Editorial: Temporary Foreign Worker Program is a necessary evil

The federal Temporary Foreign Worker Program has become a necessary evil, fraught with so many troubling issues that we must hold our nose while applauding changes announced to it this week by Human Resources and Skills Development Minister Diane Finley. Effective immediately, companies with an unblemished two-year history of hiring temporary workers can get expedited government approval — a so-called Labour Market Opinion (LMO) — within 10 business days.

The Alberta government welcomed the changes, with reservations. “The Temporary Foreign Worker Program is not the be-all and end-all. It is a way to get workers when we need them,” said Alberta Human Services Minister Dave Hancock. But the real key, he said, is residency. “The permanence is an important factor . . . . Ideally, you want somebody who will actually come to stay.”

Unlike the Temporary Foreign Worker Program, which limits a workers’ stay to four years, the Alberta government would rather see changes to the Alberta Immigrant Nominee Program (AINP), which allows individuals, along with their spouse or common-law partner and dependent children, to apply for a permanent resident visa through Citizenship and Immigration Canada, a federal department.
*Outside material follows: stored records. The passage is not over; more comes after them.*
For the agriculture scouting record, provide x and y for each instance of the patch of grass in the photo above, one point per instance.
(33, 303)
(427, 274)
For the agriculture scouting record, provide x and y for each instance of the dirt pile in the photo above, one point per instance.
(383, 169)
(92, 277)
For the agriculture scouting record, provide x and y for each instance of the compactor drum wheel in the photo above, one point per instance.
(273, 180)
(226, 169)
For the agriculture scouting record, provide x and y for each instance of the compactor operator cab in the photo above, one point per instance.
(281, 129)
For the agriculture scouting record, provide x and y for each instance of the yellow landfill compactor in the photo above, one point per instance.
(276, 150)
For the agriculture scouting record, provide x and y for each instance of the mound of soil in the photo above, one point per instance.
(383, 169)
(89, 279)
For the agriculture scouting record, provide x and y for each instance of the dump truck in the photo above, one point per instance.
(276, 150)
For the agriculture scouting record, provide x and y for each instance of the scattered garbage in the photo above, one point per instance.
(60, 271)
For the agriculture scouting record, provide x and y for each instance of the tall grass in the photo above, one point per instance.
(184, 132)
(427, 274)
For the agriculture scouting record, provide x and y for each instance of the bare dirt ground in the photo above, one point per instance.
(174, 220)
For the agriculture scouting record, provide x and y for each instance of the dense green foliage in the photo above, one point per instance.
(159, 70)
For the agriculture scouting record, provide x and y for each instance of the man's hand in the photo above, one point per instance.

It is a more human approach. Under AINP, the province is allowed to nominate 5,000 such workers. It wants to see that cap either doubled or removed entirely. Ottawa is the final arbiter on all applications.

Until the AINP is expanded, the Temporary Foreign Worker Program (TFWP) remains the less desirable option to combat labour shortages. Alberta has long complained that the four-year cap on how long a temporary worker can stay in this country penalizes Canadian companies. After providing skills training, and often helping them with language fluency, companies are then forced to essentially kick these employees out of the country, thus enabling other nations to benefit from the training we provide.
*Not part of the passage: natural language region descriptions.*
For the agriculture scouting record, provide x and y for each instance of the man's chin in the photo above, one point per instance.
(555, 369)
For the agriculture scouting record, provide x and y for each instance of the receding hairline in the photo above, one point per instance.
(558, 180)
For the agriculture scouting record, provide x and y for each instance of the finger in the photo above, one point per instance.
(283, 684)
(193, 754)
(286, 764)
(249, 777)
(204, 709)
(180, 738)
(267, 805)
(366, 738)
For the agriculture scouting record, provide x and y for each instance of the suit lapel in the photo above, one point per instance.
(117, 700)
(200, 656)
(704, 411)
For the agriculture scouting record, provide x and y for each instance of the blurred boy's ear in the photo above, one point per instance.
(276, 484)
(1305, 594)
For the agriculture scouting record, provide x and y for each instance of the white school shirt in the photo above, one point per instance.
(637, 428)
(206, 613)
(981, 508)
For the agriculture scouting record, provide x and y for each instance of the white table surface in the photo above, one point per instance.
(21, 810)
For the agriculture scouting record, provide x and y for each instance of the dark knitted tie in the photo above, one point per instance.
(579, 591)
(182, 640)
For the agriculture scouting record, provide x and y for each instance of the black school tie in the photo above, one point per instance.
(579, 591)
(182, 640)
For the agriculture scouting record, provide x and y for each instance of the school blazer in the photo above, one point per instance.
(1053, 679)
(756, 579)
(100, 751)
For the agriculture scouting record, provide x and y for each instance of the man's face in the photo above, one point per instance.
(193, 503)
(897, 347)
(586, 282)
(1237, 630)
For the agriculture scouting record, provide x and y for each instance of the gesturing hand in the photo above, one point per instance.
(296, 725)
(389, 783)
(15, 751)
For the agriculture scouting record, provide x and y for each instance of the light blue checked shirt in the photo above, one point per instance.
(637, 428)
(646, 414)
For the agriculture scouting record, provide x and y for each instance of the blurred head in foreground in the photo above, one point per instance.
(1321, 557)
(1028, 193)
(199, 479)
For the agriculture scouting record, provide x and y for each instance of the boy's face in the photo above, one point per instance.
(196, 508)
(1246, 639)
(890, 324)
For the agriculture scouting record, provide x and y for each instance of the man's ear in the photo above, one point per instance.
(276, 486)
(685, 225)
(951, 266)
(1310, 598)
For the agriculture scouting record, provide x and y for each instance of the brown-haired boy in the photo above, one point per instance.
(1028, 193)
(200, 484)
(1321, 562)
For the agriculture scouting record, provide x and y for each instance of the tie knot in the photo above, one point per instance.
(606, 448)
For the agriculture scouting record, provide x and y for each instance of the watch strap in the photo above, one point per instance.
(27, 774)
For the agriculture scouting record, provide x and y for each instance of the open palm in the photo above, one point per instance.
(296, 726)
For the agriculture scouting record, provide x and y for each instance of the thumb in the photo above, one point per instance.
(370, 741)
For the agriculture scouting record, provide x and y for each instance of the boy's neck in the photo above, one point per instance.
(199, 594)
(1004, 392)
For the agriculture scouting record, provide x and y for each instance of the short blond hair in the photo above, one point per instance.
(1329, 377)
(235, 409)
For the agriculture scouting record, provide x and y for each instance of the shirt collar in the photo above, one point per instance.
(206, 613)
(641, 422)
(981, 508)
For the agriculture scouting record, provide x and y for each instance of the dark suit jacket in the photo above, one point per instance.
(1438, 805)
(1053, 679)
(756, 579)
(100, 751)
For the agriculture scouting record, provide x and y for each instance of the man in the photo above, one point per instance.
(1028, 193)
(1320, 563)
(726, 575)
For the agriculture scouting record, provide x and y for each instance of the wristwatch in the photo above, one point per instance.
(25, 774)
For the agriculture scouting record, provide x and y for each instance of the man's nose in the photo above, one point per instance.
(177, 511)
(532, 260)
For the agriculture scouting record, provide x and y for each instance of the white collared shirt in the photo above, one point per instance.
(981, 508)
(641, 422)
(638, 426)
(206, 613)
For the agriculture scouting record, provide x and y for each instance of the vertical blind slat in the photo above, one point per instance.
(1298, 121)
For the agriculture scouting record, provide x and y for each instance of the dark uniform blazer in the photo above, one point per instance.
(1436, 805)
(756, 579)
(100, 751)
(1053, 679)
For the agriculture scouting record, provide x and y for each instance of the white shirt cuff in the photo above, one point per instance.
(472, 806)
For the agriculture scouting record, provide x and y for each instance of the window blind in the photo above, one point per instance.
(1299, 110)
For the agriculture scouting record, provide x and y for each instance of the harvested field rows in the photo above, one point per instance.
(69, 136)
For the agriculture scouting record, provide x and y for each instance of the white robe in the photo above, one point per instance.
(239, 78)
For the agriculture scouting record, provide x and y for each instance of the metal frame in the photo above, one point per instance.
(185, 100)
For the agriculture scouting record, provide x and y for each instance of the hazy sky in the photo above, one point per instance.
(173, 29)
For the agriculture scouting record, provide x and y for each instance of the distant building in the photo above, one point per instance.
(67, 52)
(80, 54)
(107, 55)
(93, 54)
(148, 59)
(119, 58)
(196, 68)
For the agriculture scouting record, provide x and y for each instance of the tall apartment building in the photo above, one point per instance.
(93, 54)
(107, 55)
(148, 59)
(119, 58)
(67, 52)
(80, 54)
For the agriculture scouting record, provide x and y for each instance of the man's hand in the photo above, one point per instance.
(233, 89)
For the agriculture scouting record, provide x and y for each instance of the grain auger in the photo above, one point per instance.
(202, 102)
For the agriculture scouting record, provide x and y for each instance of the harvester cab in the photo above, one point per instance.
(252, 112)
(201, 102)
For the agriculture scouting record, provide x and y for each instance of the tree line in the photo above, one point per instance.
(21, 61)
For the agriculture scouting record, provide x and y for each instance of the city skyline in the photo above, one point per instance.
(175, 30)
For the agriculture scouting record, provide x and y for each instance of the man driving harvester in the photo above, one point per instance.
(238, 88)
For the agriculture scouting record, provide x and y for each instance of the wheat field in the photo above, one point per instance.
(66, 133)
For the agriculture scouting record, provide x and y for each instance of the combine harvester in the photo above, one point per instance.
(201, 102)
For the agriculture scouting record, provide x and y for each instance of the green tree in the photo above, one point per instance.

Alberta Liberal Leader Raj Sherman, who comes from an immigrant family, also argues that the TFWP can be cruel. Although spouses and dependants can come under the TFWP, they are often left behind because of the uncertainty of the labour situation. Sherman says money is often sent back home to support families left behind, meaning that it leaves the Canadian economy.

The new TFWP also allows companies to pay workers 15 per cent below the average wage for a job in a specific region, as long as the wages are consistent with Canadian workers, based on Statistics Canada figures. That, too, is problematic. As Nancy Furlong, secretary-treasurer of the Alberta Federation of Labour notes, it could discourage Canadians from other provinces coming to a more expensive place like Alberta.

“They’re trying to drive down salaries and wages and frankly I don’t think that’s the job of our government to take one side, that being business, and find them ways of making money off the backs of citizens of the country by allowing them to drive wages down.”

It’s past time to address the flaws in this useful program that helps bring in the kind of workers we need, only to kick them out once they’ve settled in.